El trabajo, tal como se realiza en los llamados países desarrollados en la actualidad, es un modo de trabajar minoritario en el mundo. Tener reconocido como derecho general el acceso a pleno empleo “decente” -sometido a controles y garantías públicas, con mínimos establecidos de remuneración salarial y de participación en los beneficios de las empresas, con complementos de protección ante el desempleo y con pensiones vitalicias tras la jubilación-, es una muy reciente e infrecuente manera de ganarse la vida para la ciudadanía de a pié, que empezó a implantarse hace poco más de medio siglo, sólo en las Democracias del Norte.
Mientras, en el resto de las naciones, los niveles de equivalencia con este modelo laboral son, desde escasos, como en el Estado español y demás países mediterráneos, a prácticamente nulos, como en la República Popular China. Y tampoco podemos olvidar la infinidad de esfuerzos de supervivencia que siguen realizándose en este mundo sin contraprestación monetaria: el trabajar por la comida o el trueque están lejos de haber desaparecido.
Con todo, con el inicio del hegemonismo neoliberal en los 80, los poderes empresariales y financieros del “Primer Mundo” se aplicaron a una creciente externalización global de industrias e inversiones, mientras “de puertas a dentro” hablaban de competitividad.

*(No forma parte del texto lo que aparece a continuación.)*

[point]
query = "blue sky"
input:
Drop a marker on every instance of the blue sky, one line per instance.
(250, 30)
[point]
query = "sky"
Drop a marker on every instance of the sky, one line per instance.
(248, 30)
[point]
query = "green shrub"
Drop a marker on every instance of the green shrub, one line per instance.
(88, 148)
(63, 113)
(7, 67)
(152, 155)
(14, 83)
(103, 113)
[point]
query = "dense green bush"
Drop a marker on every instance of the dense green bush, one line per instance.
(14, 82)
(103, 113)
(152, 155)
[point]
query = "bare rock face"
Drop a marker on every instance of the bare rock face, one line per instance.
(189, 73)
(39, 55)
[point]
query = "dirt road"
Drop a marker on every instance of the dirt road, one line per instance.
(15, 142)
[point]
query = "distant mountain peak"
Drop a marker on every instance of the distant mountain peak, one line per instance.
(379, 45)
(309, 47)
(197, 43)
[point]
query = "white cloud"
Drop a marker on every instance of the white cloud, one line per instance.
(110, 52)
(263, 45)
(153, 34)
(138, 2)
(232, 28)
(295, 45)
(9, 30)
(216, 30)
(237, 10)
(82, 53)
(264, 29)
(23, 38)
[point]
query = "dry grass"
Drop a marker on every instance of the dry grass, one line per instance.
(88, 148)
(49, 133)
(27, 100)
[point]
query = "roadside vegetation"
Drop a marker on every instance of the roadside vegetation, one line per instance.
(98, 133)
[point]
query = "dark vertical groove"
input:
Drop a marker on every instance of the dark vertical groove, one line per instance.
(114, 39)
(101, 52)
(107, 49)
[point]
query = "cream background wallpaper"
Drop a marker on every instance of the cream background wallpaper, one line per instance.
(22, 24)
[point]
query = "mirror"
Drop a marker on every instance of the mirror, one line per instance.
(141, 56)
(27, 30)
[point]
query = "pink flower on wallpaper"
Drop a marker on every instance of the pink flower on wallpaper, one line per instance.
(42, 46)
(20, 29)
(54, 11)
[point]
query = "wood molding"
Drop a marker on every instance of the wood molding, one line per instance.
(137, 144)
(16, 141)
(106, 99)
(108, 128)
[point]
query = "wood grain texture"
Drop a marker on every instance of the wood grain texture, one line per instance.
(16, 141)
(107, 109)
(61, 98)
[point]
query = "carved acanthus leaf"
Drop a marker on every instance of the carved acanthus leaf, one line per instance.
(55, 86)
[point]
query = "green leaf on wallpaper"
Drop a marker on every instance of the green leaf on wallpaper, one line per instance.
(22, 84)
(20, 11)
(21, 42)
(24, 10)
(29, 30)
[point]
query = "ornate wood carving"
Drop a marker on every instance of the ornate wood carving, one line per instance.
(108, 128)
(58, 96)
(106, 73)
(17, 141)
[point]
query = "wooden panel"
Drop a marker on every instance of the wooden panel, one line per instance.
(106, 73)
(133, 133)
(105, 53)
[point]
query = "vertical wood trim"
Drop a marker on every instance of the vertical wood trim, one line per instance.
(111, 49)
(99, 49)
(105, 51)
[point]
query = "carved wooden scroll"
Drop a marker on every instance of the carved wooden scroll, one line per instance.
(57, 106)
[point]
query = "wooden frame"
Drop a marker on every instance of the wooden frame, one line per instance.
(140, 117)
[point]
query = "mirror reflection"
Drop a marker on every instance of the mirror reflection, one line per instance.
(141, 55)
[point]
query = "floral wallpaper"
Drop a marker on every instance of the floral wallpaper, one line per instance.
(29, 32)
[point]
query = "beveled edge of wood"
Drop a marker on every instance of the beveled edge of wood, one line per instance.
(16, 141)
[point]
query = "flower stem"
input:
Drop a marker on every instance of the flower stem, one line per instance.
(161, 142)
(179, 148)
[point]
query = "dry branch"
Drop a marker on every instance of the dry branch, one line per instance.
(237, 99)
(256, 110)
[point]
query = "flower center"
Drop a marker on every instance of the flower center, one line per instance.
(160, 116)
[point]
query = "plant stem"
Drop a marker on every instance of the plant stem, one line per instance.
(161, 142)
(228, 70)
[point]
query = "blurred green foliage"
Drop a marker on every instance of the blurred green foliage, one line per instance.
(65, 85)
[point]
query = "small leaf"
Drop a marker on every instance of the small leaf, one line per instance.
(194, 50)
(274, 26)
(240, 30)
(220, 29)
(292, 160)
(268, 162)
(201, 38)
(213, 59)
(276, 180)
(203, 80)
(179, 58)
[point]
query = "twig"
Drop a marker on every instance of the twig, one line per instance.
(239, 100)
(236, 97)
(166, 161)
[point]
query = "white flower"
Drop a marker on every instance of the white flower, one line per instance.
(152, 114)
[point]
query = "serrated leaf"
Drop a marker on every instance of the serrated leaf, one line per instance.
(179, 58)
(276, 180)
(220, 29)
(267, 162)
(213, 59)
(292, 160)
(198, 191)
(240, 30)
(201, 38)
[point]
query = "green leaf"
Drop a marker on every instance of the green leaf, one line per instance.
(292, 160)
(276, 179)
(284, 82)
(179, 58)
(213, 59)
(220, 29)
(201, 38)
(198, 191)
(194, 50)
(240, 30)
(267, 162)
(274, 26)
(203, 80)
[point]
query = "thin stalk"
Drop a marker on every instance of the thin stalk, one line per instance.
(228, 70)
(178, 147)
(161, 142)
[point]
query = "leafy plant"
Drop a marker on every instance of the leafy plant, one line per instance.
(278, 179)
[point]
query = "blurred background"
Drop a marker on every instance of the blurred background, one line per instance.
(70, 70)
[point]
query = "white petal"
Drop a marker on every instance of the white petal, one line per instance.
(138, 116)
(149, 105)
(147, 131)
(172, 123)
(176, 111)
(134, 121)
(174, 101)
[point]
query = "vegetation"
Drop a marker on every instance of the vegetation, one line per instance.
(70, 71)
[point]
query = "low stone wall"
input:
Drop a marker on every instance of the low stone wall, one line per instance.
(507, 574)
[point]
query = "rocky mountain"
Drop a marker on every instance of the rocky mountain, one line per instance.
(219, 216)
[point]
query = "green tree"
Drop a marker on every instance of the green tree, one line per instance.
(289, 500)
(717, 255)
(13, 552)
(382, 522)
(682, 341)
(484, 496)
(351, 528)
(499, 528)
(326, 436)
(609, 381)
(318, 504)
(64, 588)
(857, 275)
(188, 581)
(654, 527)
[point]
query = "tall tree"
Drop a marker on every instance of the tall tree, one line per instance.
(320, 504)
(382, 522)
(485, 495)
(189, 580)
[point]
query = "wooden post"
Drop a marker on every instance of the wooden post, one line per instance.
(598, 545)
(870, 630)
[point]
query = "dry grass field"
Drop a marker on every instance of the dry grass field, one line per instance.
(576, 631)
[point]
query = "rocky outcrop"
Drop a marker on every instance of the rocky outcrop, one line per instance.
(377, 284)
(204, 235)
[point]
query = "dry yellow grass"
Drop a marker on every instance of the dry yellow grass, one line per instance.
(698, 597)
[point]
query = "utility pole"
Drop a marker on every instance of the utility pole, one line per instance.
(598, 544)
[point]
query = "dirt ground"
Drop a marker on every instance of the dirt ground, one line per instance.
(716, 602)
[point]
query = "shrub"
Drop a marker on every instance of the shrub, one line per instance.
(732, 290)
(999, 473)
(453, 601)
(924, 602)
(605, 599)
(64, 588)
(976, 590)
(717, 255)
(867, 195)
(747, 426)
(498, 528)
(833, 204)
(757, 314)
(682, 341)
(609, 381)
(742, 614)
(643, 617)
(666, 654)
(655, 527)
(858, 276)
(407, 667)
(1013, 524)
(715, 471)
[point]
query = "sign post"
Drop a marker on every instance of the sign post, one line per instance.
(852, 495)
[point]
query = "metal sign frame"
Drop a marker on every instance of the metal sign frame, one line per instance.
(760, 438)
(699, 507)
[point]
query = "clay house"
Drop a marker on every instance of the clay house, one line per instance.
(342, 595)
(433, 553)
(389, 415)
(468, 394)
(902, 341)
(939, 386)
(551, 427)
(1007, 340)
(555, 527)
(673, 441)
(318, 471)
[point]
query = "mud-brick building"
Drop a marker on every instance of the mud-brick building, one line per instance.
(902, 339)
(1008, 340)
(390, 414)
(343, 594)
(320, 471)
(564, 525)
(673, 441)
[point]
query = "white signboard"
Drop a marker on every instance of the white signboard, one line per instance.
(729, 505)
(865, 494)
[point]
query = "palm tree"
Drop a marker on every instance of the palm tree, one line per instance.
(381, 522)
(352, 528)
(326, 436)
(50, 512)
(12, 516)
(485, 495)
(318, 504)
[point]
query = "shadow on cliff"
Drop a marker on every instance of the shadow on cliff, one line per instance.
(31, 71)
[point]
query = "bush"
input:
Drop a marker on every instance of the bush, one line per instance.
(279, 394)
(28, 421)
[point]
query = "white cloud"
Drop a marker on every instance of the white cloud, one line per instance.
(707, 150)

Con el eufemismo de ser calificadas de “economías emergentes”, los macro Estados de China y de India fueron los más privilegiados. Aunque China era y es el prototipo de Dictadura de partido único y de ejército “popular” más grande del planeta, e India es una gran oligarquía “liberal” donde ciertas formalidades electorales conviven con prácticas sociales truculentas -que producen miserias sin fin, como los ejércitos de hindúes “intocables”-, todo fue bueno para aumentar los beneficios de estas empresas multinacionalizadas.
El ingente trasvase de recursos monetarios y empresariales, además de evidenciar la hipocresía del credo “neoliberal” - autoerigido en Occidente como nuevo paladín de la democracia-, impuso la inmoral consideración de que las condiciones de trabajo esclavistas de millones de trabajadores y trabajadoras y las actividades industriales sin responsabilidad medioambiental eran solo meras ventajas competitivas en un comercio internacional despojado de toda humanidad y con las máximas libertades de penetración.
Y como no podía ser de otro modo, estos valores y estrategias económicos reaccionarios han terminado poniendo en la picota el diseño laboral-social del “bienestar”. Pues en un Mercado en que se admite la concurrencia de mercancías y servicios con los costos laborales propios de una mano de obra cautiva, sin impuestos estatales de solidaridad social y sin gravámenes por la contaminación generada, los que pagan salarios dignos, costes sociales y responden a una reglamentación ambiental, tienen, irremediablemente, las de perder. Así, cuanto más se han enriquecido los grandes empresarios y financieros de los países “globalizados”, más se han empobrecido las sociedades dentro de los Estados “soberanos”.
Los efectos de esta ofensiva, hace tiempo que se vienen notando en la economías occidentales con la manifiesta imposibilidad de alcanzar el pleno empleo, con la creciente precarización laboral y con la extensión de las bolsas de pobreza. En el mundo empobrecido también se notan y de forma mucho más cruenta, pues en plena explosión demográfica mundial, nunca en la historia tanta gente había vivido en condiciones inhumanas. Está claro que somos muchos más seres humanos que nunca, pero también lo es que cada ser humano vive, padece y cuenta, más allá de las estadísticas. .
Mientras tanto, los gobiernos occidentales de ideología socialdemócrata, tras décadas de ser cómplices en el reparto del botín, se han desprestigiado, y el “pragmatismo” de los antiguos sindicatos de clase, después de tanto tiempo asumiendo las prácticas “neoconservadoras”, los ha desnortado. Por ello, los partidos políticos “socialistas” y los sindicatos “de trabajadores”, aún en estas dramáticas circunstancias, se siguen conduciendo como meros gestores de los contraproducentes ajustes que imponen los mercados del dinero.
El próximo 1º de mayo es el día mundial del trabajo y de sus reivindicaciones. Tras décadas de precarización y exclusión laboral, las organizaciones sindicales nos volverán a invitar, al conjunto de la ciudadanía, a manifestarnos. Organizaciones con una concepción sindical en parte obsoleta, aún centrada en la representación de los empleados indefinidos y por ramas profesionales, que hoy son minoría entre la población activa. Un sindicalismo que, tanto en sus versiones más moderadas como en las más “extremistas”, sigue sin integrar en su seno, con igualdad de condiciones, a los trabajadores y trabajadoras precarizados, que son legión. Y en Canarias, además, este será otro 1º de mayo sin unidad sindical. ¡Con la que está cayendo!